Les producteurs évoquent principalement les nouvelles opportunités de ventes en gros, la réduction des pertes et la visibilité accrue auprès de nouveaux clients professionnels.
Et côté chefs ou restaurateurs, quels retours vous ont le plus marqué ?
Les chefs et restaurateurs mettent en avant la fraîcheur et la qualité constante des produits, ainsi que l’accompagnement personnalisé que nous proposons pour répondre au mieux à leurs besoins.
Est-ce que vous sentez une évolution des mentalités dans la restauration sur ces sujets ?
Oui, et cette dynamique s’accélère. Les consommateurs sont de plus en plus attentifs à la qualité et à l’origine de leur alimentation, ce qui encourage naturellement les restaurants à privilégier les produits locaux. Le local devient à la fois un choix identitaire et un engagement en faveur d’une alimentation plus responsable.
Entre logistique, financement et développement commercial, qu’est-ce qui a été le plus challengeant ?
Le plus difficile a été de comprendre que nous devions externaliser la logistique afin de nous concentrer pleinement sur notre cœur de métier. Ce choix stratégique a transformé une partie importante de nos opérations et constitue aujourd’hui un véritable levier de croissance.
Est-ce qu’il y a eu des moments de doute où vous avez failli arrêter ?
Oui, comme dans tout projet entrepreneurial. Nous avons appris que le doute fait partie du processus et non du verdict final. La complémentarité entre cofondateurs et la conviction que nous répondions à un besoin réel nous ont permis de continuer à avancer malgré les périodes plus complexes.
Où en est Bonature aujourd’hui en termes de développement ?
Nous sommes aujourd’hui solidement implantés localement et préparons le lancement de la version technologique complète de Bonature, sur laquelle nous travaillons intensivement et qui constituera, nous en sommes convaincus, un véritable tournant pour notre croissance.
Quelles sont vos priorités pour les prochaines années ?
Renforcer nos liens locaux, améliorer en continu l’expérience utilisateur et le service client, et assurer la pérennité économique de notre modèle dans un écosystème de collaboration vertueux.
Est-ce que vous ambitionnez de rester très ancrés localement ou de déployer le modèle ailleurs ?
Notre modèle est duplicable et notre ambition est de le déployer progressivement dans toute la France, tout en restant fidèles aux spécificités de chaque territoire et à une logique d’ancrage local forte.
Selon vous, à quoi ressemblera l’approvisionnement alimentaire des restaurants dans 10 ans ?
Nous pensons qu’il sera plus transparent, plus local, plus technologique et plus conscient, et nous souhaitons contribuer activement à cette évolution.

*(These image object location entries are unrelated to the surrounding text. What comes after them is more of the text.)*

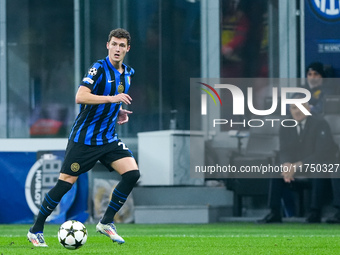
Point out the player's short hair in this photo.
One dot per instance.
(120, 33)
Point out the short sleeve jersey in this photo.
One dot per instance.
(95, 124)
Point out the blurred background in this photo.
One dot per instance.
(47, 46)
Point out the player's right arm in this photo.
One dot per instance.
(85, 96)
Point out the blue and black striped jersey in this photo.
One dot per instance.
(95, 124)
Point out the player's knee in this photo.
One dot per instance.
(131, 176)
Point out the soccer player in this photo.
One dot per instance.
(93, 137)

Qu’est-ce que l’entrepreneuriat vous a appris sur vous-mêmes ?
La persévérance, l’humilité et la résilience. L’entrepreneuriat est un véritable chemin de développement personnel qui nous apprend à gérer les hauts et les bas et à renforcer notre capacité à avancer malgré l’incertitude.
Si vous deviez prodiguer un conseil à un entrepreneur qui veut lancer un projet à impact, quel serait-il ?

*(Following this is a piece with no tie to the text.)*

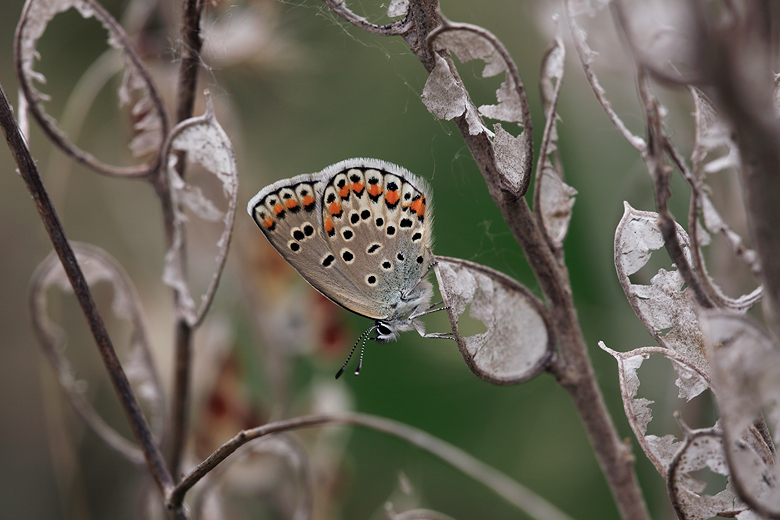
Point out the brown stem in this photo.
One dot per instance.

Croire en son projet tout en répondant aux exigences du marché. Impact et viabilité économique doivent aller de pair : un projet utile doit aussi être solide pour durer.
Et enfin : qu’est-ce que vous aimeriez que les gens retiennent de Bonature ?
Que Bonature n’est pas seulement une plateforme, mais un e-commerce B2B 100 % local : un pont durable entre celles et ceux qui produisent avec exigence et celles et ceux qui cuisinent avec sens.